Тошкин наступил мне на ногу. Что означал сей жест? Молчать? Отказываться? Уточнять метраж и условия дарения? Складывать вещи для переезда? Я наступила ему обратно и, промахнувшись, попала на Мишину. Боже, какая квартира, если от меня уже идут искры! Причем в разные стороны и даже достают окружающих…

— Ну при чем здесь Ира и Миша? — не выдержала Людочка и пустила слезу: похоже, что старшие родственники проболтались ей о цели бабушкиного визита и последние несколько дней она только и делала, что выбирала мебель для новой квартиры. — Ну почему?

Ее косенькие глаза трагически замкнулись в щелки.

— А Ира — Катина сестра. Миша — Геночкин партнер. Ваши родственники и друзья — мои родственники и друзья… Ну что? По рукам? Итак, есть четыре претендента…

— Три, — подсказал любящий точность в расчетах Лойола. — Три семьи…

— И Федя. Если я не ошибаюсь, это ему только что передали поздравления? — Аглаида Карповна коснулась рукой почти бритого затылка и задумчиво отломила кусочек хлеба.

— Но он пропал, уехал, — удивился Владимир Игнатьевич, видимо уже прикинувший, как будет очаровывать старушку.

— Похоже, что нет. Похоже, что все-таки не пропал. — Глаза Аглаиды Карповны сделались матовыми и блестящими. Видимо, Федя был лучшим и самым благодарным слушателем ее страшных сказок имени Кривелло.

— Тошкин, отпусти спину, — посоветовала я, понимая, что мой муж сейчас лопнет от натуги. Хоть и чужой по жизни человек, но все-таки жалко. — Отпусти спину, ваша бабушка шутит. Она сошла с ума. Если ты выведешь меня на кухню, я дам Аньке по заднице и расскажу примеры из жизни.

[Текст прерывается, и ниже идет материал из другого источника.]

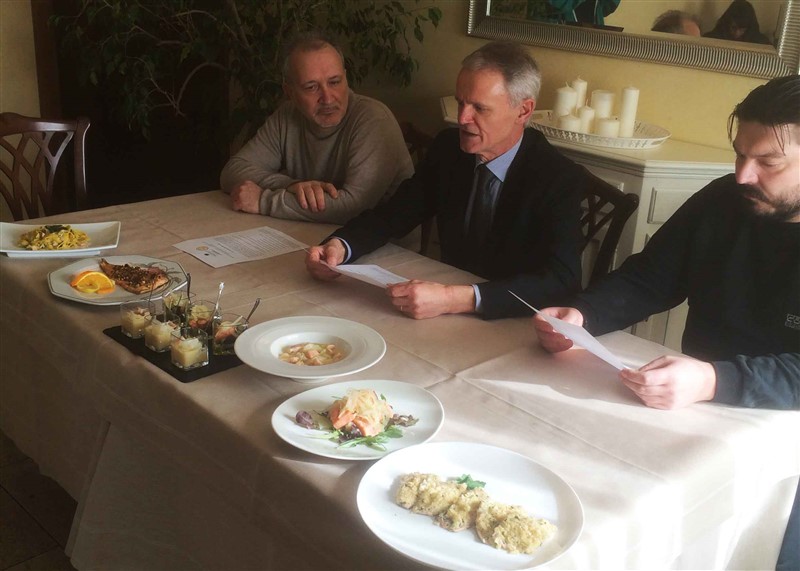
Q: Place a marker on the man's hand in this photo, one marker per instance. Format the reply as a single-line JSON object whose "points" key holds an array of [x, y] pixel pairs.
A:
{"points": [[422, 300], [672, 382], [331, 253], [246, 197], [310, 194], [550, 339]]}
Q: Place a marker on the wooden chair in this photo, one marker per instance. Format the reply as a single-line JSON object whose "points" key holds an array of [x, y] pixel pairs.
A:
{"points": [[605, 206], [418, 144], [31, 181]]}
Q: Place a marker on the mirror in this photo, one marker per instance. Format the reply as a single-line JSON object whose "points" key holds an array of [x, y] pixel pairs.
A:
{"points": [[738, 58]]}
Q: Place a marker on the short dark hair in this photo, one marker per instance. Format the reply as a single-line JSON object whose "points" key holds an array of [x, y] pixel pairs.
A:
{"points": [[307, 41], [519, 70], [775, 104], [671, 22]]}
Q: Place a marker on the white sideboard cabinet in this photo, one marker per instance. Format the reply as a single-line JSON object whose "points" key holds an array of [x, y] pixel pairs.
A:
{"points": [[663, 178]]}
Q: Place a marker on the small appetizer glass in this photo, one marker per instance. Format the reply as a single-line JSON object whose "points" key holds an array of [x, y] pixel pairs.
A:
{"points": [[227, 328], [158, 331], [189, 348], [200, 315], [175, 305], [133, 316]]}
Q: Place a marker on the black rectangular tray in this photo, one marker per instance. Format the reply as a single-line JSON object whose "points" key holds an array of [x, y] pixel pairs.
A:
{"points": [[216, 363]]}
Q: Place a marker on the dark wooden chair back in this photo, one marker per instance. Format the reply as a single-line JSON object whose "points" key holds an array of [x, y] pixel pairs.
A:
{"points": [[33, 149], [605, 206], [418, 144]]}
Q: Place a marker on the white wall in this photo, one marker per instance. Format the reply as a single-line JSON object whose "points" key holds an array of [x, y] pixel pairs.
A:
{"points": [[19, 90]]}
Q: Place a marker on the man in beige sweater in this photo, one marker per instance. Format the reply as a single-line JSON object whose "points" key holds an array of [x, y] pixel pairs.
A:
{"points": [[324, 155]]}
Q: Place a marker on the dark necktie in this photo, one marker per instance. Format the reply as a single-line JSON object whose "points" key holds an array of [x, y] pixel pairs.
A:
{"points": [[482, 206]]}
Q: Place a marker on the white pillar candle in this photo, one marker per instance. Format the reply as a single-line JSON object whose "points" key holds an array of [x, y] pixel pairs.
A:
{"points": [[627, 111], [602, 103], [580, 85], [569, 123], [607, 127], [586, 118], [565, 101]]}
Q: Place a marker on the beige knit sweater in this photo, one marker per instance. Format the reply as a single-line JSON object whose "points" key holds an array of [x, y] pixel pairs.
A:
{"points": [[364, 156]]}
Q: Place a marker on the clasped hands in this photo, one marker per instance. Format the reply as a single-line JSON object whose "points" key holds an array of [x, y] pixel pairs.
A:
{"points": [[416, 298], [668, 382], [310, 195]]}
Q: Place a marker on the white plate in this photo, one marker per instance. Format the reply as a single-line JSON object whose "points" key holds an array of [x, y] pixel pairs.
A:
{"points": [[260, 346], [59, 279], [510, 478], [102, 236], [404, 398]]}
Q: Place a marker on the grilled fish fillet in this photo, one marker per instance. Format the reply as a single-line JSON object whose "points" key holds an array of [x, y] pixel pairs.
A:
{"points": [[135, 279]]}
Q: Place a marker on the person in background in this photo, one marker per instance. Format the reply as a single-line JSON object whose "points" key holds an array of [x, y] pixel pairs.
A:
{"points": [[677, 22], [732, 250], [739, 23], [587, 11], [324, 155], [507, 203]]}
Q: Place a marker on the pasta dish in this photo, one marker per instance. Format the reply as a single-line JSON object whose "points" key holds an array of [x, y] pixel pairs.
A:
{"points": [[53, 237]]}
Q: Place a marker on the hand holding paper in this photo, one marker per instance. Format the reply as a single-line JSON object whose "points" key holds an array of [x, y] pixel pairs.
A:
{"points": [[579, 336], [369, 273]]}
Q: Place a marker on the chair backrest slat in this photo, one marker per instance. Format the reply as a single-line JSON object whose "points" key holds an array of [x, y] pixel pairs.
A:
{"points": [[38, 153], [599, 195]]}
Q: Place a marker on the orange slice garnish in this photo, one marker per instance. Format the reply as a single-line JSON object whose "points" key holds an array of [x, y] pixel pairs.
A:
{"points": [[92, 281]]}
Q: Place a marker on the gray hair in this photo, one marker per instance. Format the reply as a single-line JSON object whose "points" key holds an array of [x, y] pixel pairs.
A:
{"points": [[519, 70], [308, 41]]}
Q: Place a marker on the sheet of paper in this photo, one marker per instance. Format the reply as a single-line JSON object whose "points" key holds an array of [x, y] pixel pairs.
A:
{"points": [[579, 336], [245, 246], [583, 338], [369, 273]]}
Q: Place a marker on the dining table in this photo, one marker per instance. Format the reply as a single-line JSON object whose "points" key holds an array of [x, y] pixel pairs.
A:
{"points": [[192, 475]]}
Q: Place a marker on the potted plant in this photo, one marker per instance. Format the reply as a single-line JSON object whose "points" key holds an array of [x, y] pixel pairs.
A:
{"points": [[149, 55]]}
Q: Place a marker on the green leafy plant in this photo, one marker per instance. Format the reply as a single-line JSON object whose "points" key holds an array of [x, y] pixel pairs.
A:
{"points": [[149, 54]]}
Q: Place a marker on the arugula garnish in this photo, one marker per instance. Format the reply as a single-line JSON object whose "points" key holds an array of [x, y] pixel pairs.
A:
{"points": [[471, 484]]}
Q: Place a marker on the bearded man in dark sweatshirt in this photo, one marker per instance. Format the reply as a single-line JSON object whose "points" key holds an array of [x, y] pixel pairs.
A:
{"points": [[733, 251]]}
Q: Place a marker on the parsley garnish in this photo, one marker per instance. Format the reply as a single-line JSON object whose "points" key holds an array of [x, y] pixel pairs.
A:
{"points": [[471, 484]]}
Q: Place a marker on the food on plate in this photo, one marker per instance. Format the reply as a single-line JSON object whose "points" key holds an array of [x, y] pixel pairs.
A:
{"points": [[510, 528], [53, 237], [462, 503], [461, 514], [360, 417], [158, 334], [133, 321], [311, 354], [92, 281], [428, 494], [135, 279]]}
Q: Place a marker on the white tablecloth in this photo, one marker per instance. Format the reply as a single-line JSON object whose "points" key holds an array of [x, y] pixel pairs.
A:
{"points": [[171, 475]]}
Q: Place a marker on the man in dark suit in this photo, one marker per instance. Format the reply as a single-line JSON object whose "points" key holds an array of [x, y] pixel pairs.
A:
{"points": [[515, 224]]}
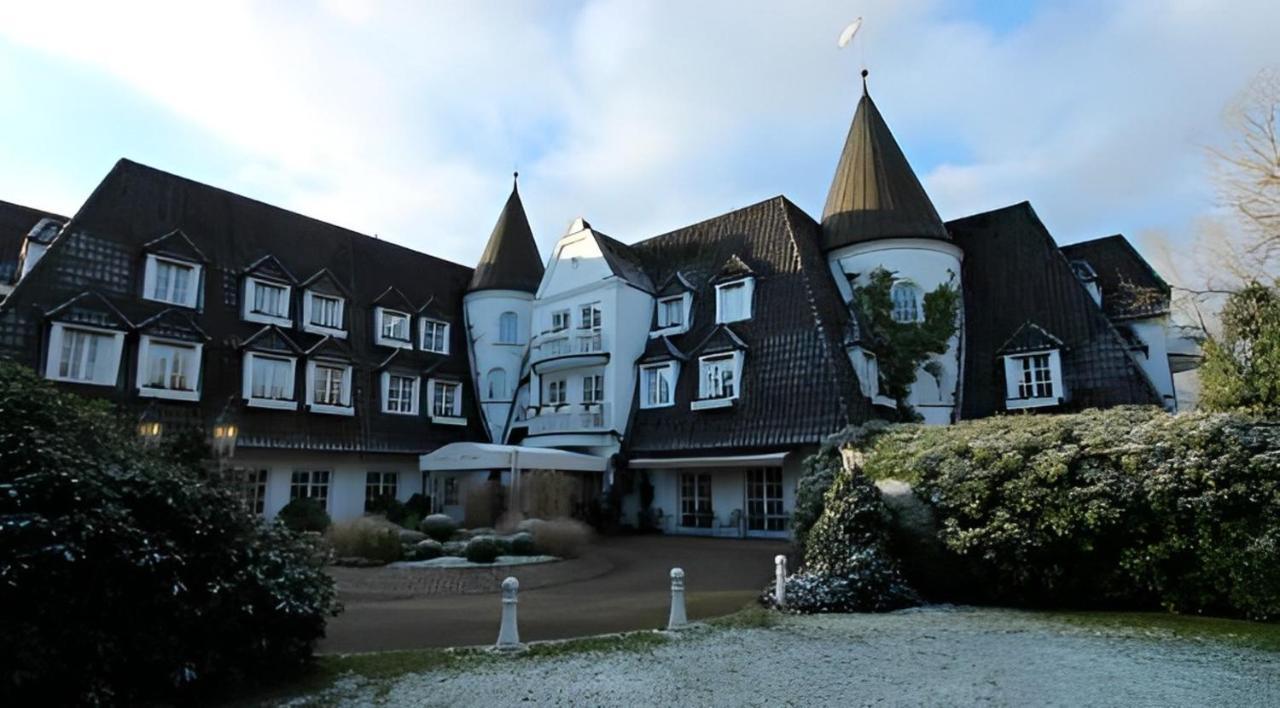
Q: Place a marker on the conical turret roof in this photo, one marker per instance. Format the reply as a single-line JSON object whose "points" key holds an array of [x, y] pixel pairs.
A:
{"points": [[510, 260], [874, 192]]}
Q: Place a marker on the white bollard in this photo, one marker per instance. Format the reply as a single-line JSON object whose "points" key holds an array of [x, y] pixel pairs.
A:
{"points": [[677, 620], [508, 634], [780, 580]]}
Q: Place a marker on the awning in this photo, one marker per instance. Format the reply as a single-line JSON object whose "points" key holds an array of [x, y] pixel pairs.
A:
{"points": [[767, 460], [488, 456]]}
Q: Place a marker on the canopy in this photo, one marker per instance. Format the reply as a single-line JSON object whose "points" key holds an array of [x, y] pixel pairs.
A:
{"points": [[488, 456]]}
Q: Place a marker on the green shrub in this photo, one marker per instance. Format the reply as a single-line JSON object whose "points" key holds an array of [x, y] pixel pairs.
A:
{"points": [[369, 537], [305, 515], [483, 549], [1127, 507], [128, 576], [439, 526]]}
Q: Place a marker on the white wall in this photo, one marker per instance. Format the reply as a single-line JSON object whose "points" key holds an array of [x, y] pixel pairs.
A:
{"points": [[927, 263]]}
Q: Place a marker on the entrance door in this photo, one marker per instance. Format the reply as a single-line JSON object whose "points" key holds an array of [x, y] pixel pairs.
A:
{"points": [[764, 515]]}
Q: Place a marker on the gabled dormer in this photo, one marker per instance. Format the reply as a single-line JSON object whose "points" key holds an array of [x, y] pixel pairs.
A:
{"points": [[324, 305], [173, 270], [268, 292], [393, 319]]}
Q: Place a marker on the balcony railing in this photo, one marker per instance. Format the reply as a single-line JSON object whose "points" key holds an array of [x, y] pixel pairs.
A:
{"points": [[570, 418]]}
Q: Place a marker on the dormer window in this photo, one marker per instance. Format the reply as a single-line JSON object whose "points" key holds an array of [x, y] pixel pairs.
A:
{"points": [[392, 328], [266, 302], [734, 300], [170, 281], [905, 297], [323, 314], [435, 336]]}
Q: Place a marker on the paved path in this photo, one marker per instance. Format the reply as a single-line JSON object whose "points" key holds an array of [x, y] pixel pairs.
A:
{"points": [[620, 584]]}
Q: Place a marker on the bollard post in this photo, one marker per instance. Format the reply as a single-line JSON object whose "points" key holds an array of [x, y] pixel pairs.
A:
{"points": [[677, 620], [780, 580], [508, 634]]}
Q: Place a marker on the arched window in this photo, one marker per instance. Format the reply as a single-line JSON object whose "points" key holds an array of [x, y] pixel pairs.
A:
{"points": [[906, 302], [496, 384], [508, 327]]}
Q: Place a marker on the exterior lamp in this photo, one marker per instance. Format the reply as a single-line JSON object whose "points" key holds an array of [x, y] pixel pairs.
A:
{"points": [[149, 425]]}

Тошкин перевел свой замороженный взгляд из внутреннего мира на меня. Казалось, примерял мою фигуру к квартире на Патриарших. «Пойдем», — одними губами сказал он. Вырвавшись на свободу, Дима чуть не сломал кран, который, не обладая технической капиталистической смекалкой, вообще нельзя было привести в движение. Жадными голодными глотками он пил воду и тяжело вздыхал. И наконец закашлялся, давая мне полное моральное право врезать ему по спине.

— Твоя бабушка — большая затейница. Но не надо так волноваться. Она шутит. А вы верите.

— У узбекских родственников она так же разыграла золотую диадему начала века. Без дураков, — расстроенно сообщил Тошкин, понимая, что рядом с такой женой его шансы на Патриаршие пруды сводятся к минусовой шкале. — А ты ведь так хотела жить в столице, — притворно вздохнул Тошкин, припудривая мне мозги своей покорностью.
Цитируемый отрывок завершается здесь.